May 21, 2012 12:24 by GuestPost
This guest post was written exclusively for HonestReporting by Lyn Julius, the co-founder of Harif, a UK group representing Jews from the Middle East and North Africa.
This year, as every year, the international media noted Nakba Day, the day when Palestinians mark the anniversary of the ‘catastrophe’ of Israel’s independence and the flight of 700,000 Arab refugees from the newborn state of Israel. Noticeable by its absence was any mention of the contemporaneous Jewish ‘nakba’, the flight of around 850,000 Jewish refugees from Arab countries.
Isabel Kershner of The New York Times is among the offenders. Leo Rennert wrote in American Thinker: “A fair reading of history demands that equal attention be paid to this Jewish “naqba.” But fairness is in short supply in The New York Times. There’s also no indication in Kershner’s piece about the different outcomes of these two “naqbas.”
Although the refugees were displaced in roughly similar numbers, the western press and media remain deaf, dumb and blind to the Jewish refugees. Do a search for “Palestinian refugees” on the influential BBC website and you get 1,197 results. Do a search for “Jewish refugees” and you get only 187 results.
Of these, the BBC contained only one story about Jews from Iraq and two references to Jewish refugees from Arab countries, neither of them emanating from BBC programs. With the exception of a 2011 radio program fronted by BBC2 controller Alan Yentob about Iraqi Jews, the only Jewish refugees discussed by the BBC website have been Holocaust survivors.

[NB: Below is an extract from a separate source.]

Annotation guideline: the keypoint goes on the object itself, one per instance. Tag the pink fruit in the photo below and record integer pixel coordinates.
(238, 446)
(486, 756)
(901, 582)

When the media does feature Sephardi or Mizrahi suffering in Arab lands, the implication is that Zionism caused their troubles. Before Israel, so the myth goes, ‘Jews and Arabs coexisted peacefully’ through the centuries.
According to David Harris of the American Jewish Committee, the western media are accomplices in a campaign to ‘deny or extinguish a Jewish presence deeper in the region’. A seasoned Middle Eastern affairs journalist had been surprised to discover that Harris’s wife had, as a Jew, been forcibly expelled from her native Libya. The journalist had no idea that Jews had ever lived in Libya nor that every trace of the millenarian Jewish presence had been obliterated almost overnight. So un-newsworthy was the story at the time, that The New York Times, Harris says, devoted exactly two tiny news briefs in 1967 to the end of the Libyan Jewish community.
The net effect of this bias by omission is that the average viewer, listener or reader has no clue that Jews lived in the Middle East and North Africa well before the Arabs, let alone were brutally ejected. He or she could be forgiven for thinking that Israel was established to atone for European sins, at Arab expense. But 50 percent of the Jewish population of Israel are there not because of the Nazis but because of the Arabs.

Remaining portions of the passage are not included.